Susan Warner Keene
Water Line: recent paper work
February 4 – 28, 2010
In Water Line I am using the fluid medium of papermaking to observe the power of water to form and imprint our world. On its way to becoming an object, paper consists of a water-infused membrane sensitive to flow, stress, passages of light – much like our own bodies, like the Earth’s crust. Intervening in this state, I find there are many ways to contemplate permanence and change. For several years my work has concentrated on the membrane of the “page” as an expressive form in its own right, not simply as a support. As a medium, papermaking attracts me because the material and the process it undergoes seem to embody a kind of lived experience not unlike our own. At the same time, paper is culturally linked to ideas, language, and communication, crucial features of our humanity.
The Globe and Mail, February 6, 2010,
VISUAL ARTS>>REVIEW Page R14
GARY MICHAEL DAULT, GALLERY GOING
SUSAN WARNER KEENE AT THE DAVID KAYE GALLERY
$600-$2,800. Until Feb. 28; 1092 Queen St. W., Toronto,
www.davidkayeprojects.com, 416-532-9075
Susan Warner Keene is a virtuoso papermaker. For her exhibition, Water Line, she states that she is “using the fluid medium of papermaking to observe the power of water to form and imprint our world.” To that end, Keene skillfully shapes her membrane-like sheets of handmade paper into myriad of suggestive relief configurations which look like nets, altar pieces, views of night sky and crumpled letters and stories…

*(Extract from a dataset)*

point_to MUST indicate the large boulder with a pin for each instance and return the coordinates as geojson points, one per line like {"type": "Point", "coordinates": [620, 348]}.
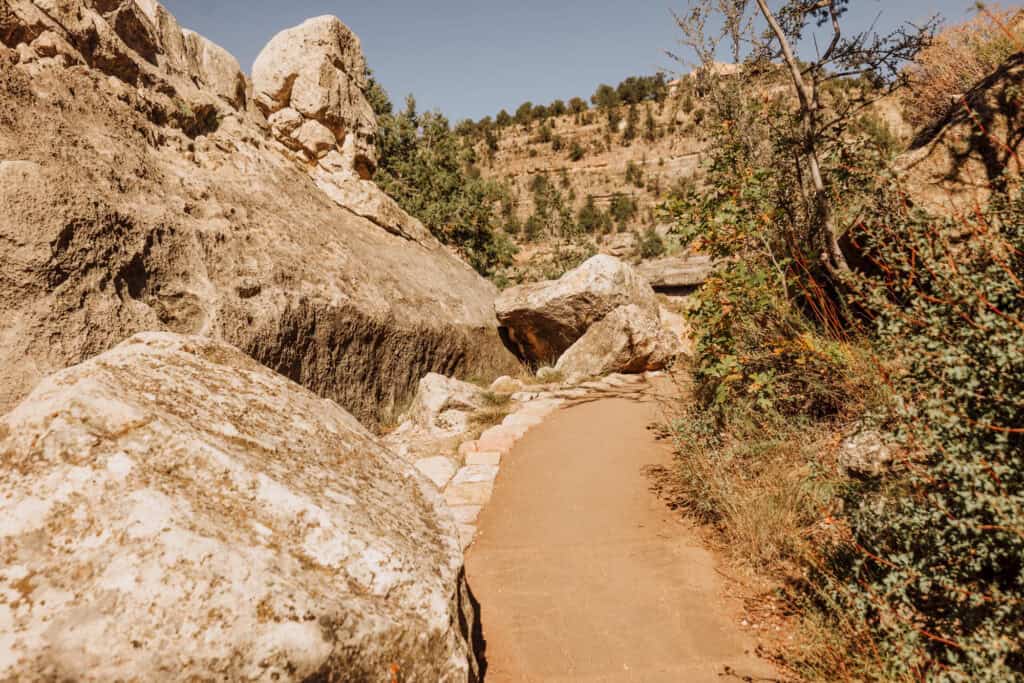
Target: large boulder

TORONTO STAR, February 6, 2010
ENTERTAINMENT Page E2
Peter Goddard
TODAY’S THE DAY Last-minute ideas for a Saturday in the city
AFTERNOON Paper swoon
Opening today, Susan Warner Keene’s “Water Line” exhibition manages to be introspective and audacious at the same time. The artist and papermaker sees each of her meticulously handcrafted pages- many brilliantly colourful- as an “expressive form in its own right, not simply as a support” for words or imagery. Keene’s practice also leads to to the radical understanding that paper is in fact “a water-infused membrane, sensitive to flow, stress (and) passages of light,” she says, “much like our own bodies, or the Earth’s crust.”